TWO IDEAL COUNTRIES
Tins new " Broadway " edition of the Utopia is a reprint from the first edition of Ralph Robinson's translation. In his introduction Mr. Goitein considers the inconsistencies in Sir Thomas More's character. Even now it is impossible to escape feeling his personal charm. We can almost hear his accents when he talks with his daughter Meg. It is only the more painfully disconcerting to remember that this exquisite humanist was guilty of ruthless severity in his religious sentences, and deserved at such times to be called, what Froude names him, " a merciless bigot." We are glad that the Roman Church beatified him in 1886, yet we cannot think that those who suffered at his hands, if they were aware of the latter-day proceedings, would have arisen to call him blessed. Mr. Goitein tries to account for More's inconsistency in the light of modern psychology. He finds his clue in the reverence that More gave to his - father, even at the times when he hardly deserved it. The same instinct showed itself when like a patriarch he gathered his children and children's children around him. If a father is sacred, the Holy Father is sacrosanct, and woe to the sacri- ligious wretch who rebelled against him.

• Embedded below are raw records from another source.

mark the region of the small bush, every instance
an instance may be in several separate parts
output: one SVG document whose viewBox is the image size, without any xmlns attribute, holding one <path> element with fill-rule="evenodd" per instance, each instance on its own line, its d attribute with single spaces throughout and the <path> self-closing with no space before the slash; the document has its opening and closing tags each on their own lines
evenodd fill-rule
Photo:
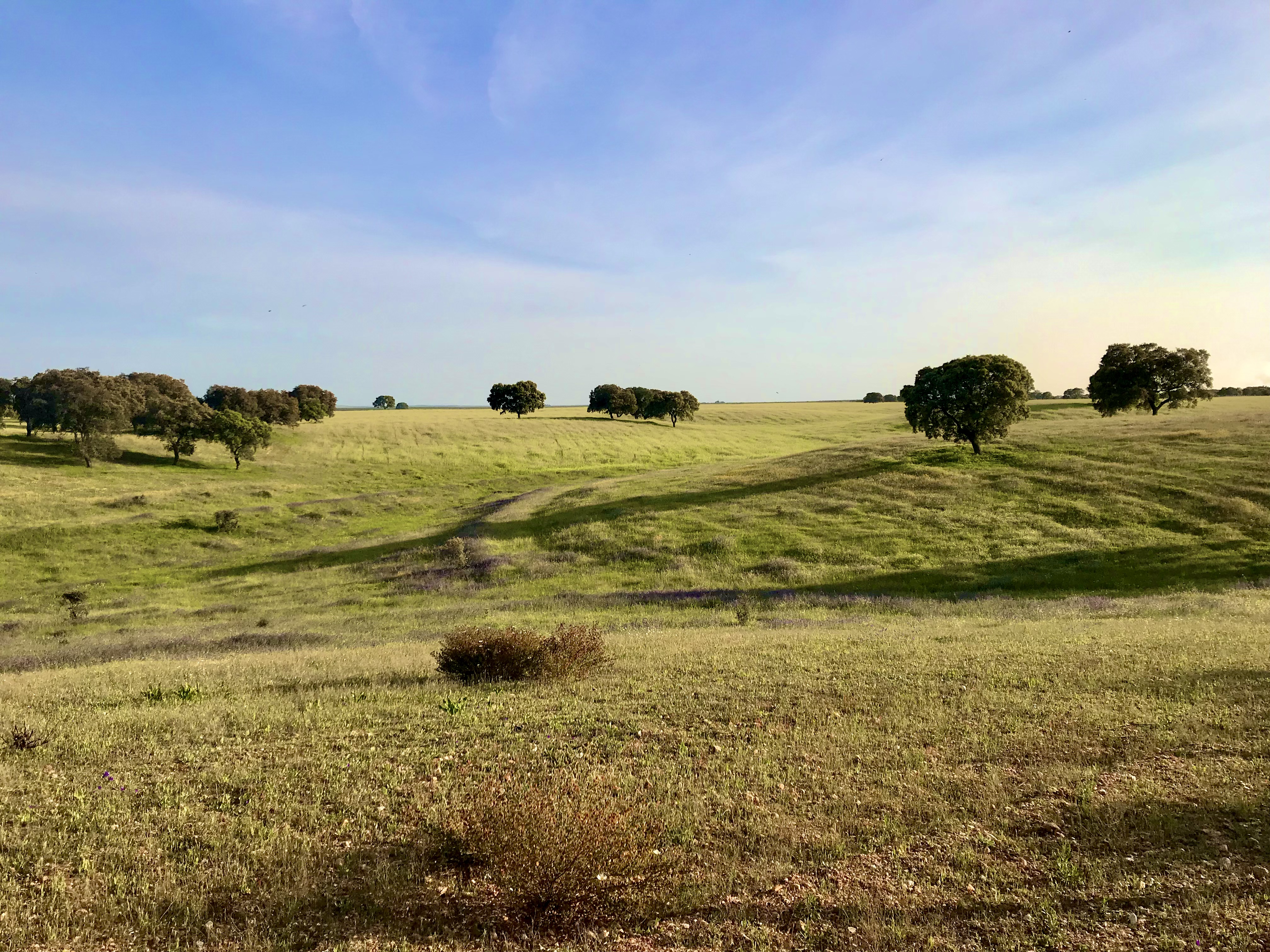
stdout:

The New Atlantis of Francis Bacon, written in 1662, a hundred years after the Utopia takes us into a new world and a new time. All the writers of the early seventeenth century were under the glamour of the new geographical discoveries, and any traveller who could talk of " Afric's monsters, Guiana's rarities " was sure of a welcome at court. Francis Bacon's New Atlantis is too slight to arise to the height of the occasion, but it is sufficiently lively as it tells of a people whose trade is not for gold, silver, jewels, or silks, but " for God's first creature, which was light." We have seen many of Bacon's guesses fulfilled. His Atlanteans could fly in the air, and " give back the voice louder than it came, some shriller and some deeper.".